= Hermes cover =

A Hermes cover (Hermesdeckung in German) is an export credit guarantee (ECG) by the German Federal Government.

These guarantees are an important part of German foreign trade policy and protect German companies in the event of non-payment by foreign debtors.

==Economic importance==
The system of Hermes covers was originally introduced in 1949 for cases where firms could find no private insurance and has become a pillar of Germany's export industry. Today, Hermes guarantees enable exporters to cover themselves against economic risks (customer risks) and political risks (country risks). The federal guarantee is necessary because it is not possible to obtain adequate cover from private insurers, particularly against political risks for exports to non-OECD countries.

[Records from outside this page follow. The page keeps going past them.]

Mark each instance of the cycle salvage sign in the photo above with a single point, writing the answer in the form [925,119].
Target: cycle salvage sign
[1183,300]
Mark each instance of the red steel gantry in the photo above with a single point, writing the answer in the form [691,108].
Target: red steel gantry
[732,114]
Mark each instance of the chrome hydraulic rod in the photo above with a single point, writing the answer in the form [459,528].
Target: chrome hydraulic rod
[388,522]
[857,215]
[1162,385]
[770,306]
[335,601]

In 2005, the German state made guarantees for orders totaling EUR 19.77 billion (US$25 billion), which is about 2.5 percent of total German exports. About 90% of the cover was accounted for by exports to developing countries and states in central and eastern Europe, including CIS countries. These guarantees only result in expenditure by the state if the customer does not pay.

The purpose of Hermes cover, from the point of view of the German state, is the promotion of exports and helping to provide German jobs.

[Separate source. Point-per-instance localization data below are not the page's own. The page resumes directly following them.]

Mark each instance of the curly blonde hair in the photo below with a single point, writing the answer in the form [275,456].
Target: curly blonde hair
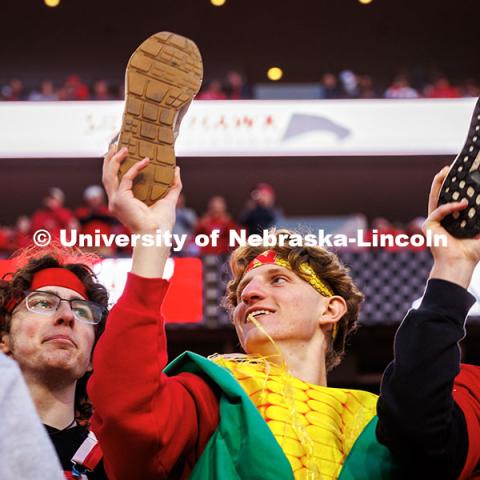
[326,265]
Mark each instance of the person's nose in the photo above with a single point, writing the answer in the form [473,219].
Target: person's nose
[253,291]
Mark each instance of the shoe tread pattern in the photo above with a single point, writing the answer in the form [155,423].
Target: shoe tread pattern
[463,181]
[163,76]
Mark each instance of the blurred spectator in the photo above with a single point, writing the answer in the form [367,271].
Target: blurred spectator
[441,88]
[235,86]
[365,87]
[5,240]
[216,218]
[22,235]
[330,86]
[185,222]
[101,91]
[261,212]
[94,216]
[349,84]
[401,88]
[53,217]
[13,92]
[213,91]
[46,94]
[74,89]
[470,88]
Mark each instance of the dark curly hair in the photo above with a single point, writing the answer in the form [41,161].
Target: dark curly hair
[20,281]
[326,265]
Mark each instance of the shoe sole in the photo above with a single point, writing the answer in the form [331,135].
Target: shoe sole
[463,181]
[163,76]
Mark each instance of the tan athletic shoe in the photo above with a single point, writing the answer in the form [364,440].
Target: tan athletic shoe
[163,76]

A study commissioned by the German Ministry of Economics and Technologies carried out by Prognos concluded that the net effect of Hermes guarantees on employment is in the order of 140,000 to 210,000 jobs, mainly in the mechanical engineering, electrical engineering, and chemical sectors, most Hermes guarantees being for small and medium-sized enterprises (SME).

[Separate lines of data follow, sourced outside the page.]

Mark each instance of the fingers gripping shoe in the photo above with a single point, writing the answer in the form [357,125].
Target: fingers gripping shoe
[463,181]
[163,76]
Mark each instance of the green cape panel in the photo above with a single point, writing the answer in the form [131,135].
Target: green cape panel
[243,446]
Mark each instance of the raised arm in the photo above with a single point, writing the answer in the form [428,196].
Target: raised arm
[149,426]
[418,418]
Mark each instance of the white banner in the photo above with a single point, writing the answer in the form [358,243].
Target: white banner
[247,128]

==Management of the scheme==
The management of the guarantees is in the hands of Euler Hermes (which is the lead) and PricewaterhouseCoopers. Decisions on matters of principle and the underwriting of large export transactions are made by an inter-ministerial committee comprising representatives not only of the German Federal Ministry of Economics and Technology but also of the Federal Ministry of Finance, the German Foreign Office and the Federal Ministry for Economic Cooperation and Development.

==Cost==
The charges for these export credit guarantees include an application fee, a policy-issuing fee, a risk-dependent commission, a duration-dependent commission, and an additional charge.
The costs depend on the type, size, and duration of the transaction and on the risk assessment for the importing country. In the case of a claim, there is an excess paid by the exporter, generally between 5 and 15 percent.

==Types of risk==
Risks covered include political risks, such as bad debt losses due to legislative or administrative measures, war, and civil commotion, losses due to the inability to convert or transfer sums paid in local currency by the debtor due to restrictions in the international payment system, inability to fulfill the contract due to political circumstances, and loss of goods (before the risk has passed to the foreign buyer) due to political circumstances, such as the goods being confiscated or destroyed. They also include commercial risks such as protracted default and bankruptcy of the buyer.

==Criticism==
Hermes cover can be granted when the export transactions are worthy of support and the risks appear tolerable. The worthiness can result from job security, structural considerations or foreign policy objectives. In recent years, state export credit agencies (ECAs), including Hermes have been subject to public scrutiny, because they backed projects that some disapproved of, for instance because of environmental concerns.

==Environmental aspects==
The environment is an important issue when approving Hermes guarantees. When appraising the application, the environmental effects of projects are an important criterion, both in terms of their worthiness and the tolerability of the risk. As stated by the ECA, it is the aim of the German government not to support any projects that have serious negative ecological, social, or developmental consequences. Since January 1, 2004, the OECD "Recommendation on Common Approaches on Environment and Officially Supported Export Credits" have been applied. The procedure laid down there reflects international developments regarding the appraisal of environmental aspects by export credit agencies. The "Common Approaches" are a set as international obligatory rules for the environment and export credit guarantees, so they cannot take account of all national peculiarities; for this reason, the German national environmental guidelines of 26 April 2001 are applied in some areas.